Os norte-americanos ESCUELA GRIND passam por Portugal no final de Junho, com datas confirmadas em Ovar e Faro.
O que devia ter sido mais uma noite de powerviolence e hardcore nas entranhas de Berlim tornou-se, na tarde de ontem Sábado, um episódio de violência que obrigou os ESCUELA GRIND a mudarem de sala à última hora — e que promete deixar uma marca na discussão sobre segurança em espaços de concertos na Europa.
A 6 de Junho, pouco antes do concerto agendado na sala Urban Spree, a vocalista Katerina Economou e o baterista Jesse Fuentes foram alegadamente agredidos pelo responsável pela segurança daquele espaço. O incidente, relatado pela própria banda através das redes sociais, levou os ESCUELA GRIND a recusar-se a actuar no espaço e a transferir o espectáculo para a Tommyhaus, que aceitou acolher a banda para que a data alemã não fosse cancelada.
No comunicado divulgado ainda nesse dia, os ESCUELA GRIND foram directos: “O concerto desta noite na Urban Spree foi transferido para a Tommyhaus porque a Katerina e o Jess foram agredidos pelo chefe de segurança à chegada. Não consideramos seguro para nós, para as outras bandas, nem para os nossos fãs actuar no Urban Spree, tendo em conta o que nós e outros membros da equipa tivemos de experienciar e testemunhar.” A breve declaração termina com um agradecimento à Tommyhaus por ter tornado possível manter o espectáculo vivo — e com a energia característica de uma banda que não recua facilmente.

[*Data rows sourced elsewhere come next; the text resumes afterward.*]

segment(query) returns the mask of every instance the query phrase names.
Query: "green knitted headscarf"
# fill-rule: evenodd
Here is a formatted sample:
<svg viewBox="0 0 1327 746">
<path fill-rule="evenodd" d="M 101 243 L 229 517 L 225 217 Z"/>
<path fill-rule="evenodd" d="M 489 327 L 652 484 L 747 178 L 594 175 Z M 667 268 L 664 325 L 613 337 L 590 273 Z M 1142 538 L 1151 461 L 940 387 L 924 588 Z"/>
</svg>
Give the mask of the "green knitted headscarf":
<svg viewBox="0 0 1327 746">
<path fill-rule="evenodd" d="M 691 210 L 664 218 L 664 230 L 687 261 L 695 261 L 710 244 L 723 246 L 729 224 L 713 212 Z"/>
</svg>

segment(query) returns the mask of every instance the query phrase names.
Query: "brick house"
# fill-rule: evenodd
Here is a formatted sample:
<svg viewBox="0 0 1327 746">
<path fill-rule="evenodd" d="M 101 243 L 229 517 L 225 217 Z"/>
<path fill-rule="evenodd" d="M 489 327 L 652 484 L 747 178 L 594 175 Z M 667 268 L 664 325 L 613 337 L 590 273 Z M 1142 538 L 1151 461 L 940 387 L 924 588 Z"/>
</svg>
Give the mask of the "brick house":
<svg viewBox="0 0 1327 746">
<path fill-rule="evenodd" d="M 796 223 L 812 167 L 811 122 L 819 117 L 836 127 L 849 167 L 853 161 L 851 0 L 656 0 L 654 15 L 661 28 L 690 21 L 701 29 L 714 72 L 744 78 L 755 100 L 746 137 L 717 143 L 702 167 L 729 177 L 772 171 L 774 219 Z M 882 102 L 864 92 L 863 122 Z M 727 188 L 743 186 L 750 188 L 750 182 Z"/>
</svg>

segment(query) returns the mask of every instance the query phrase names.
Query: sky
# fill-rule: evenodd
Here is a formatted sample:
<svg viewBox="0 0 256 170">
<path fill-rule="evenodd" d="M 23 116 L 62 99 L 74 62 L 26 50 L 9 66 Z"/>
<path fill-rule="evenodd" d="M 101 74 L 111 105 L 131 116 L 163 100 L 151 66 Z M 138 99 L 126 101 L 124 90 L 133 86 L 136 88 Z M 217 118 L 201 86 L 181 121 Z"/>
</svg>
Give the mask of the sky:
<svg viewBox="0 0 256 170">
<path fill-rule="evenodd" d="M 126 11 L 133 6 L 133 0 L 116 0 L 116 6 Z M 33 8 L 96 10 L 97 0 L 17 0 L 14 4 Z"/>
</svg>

Formados em Massachusetts, ao longo dos anos os ESCUELA GRIND construíram uma reputação sólida nos circuitos do hardcore e powerviolence internacionais, com uma abordagem que mistura brutalidade técnica com uma postura politicamente consciente e combativa. Não é a primeira vez que a banda se vê frente a adversidades em digressão — e a forma como responderam a a este incidente em Berlim é, em si mesma, coerente com o ADN do grupo.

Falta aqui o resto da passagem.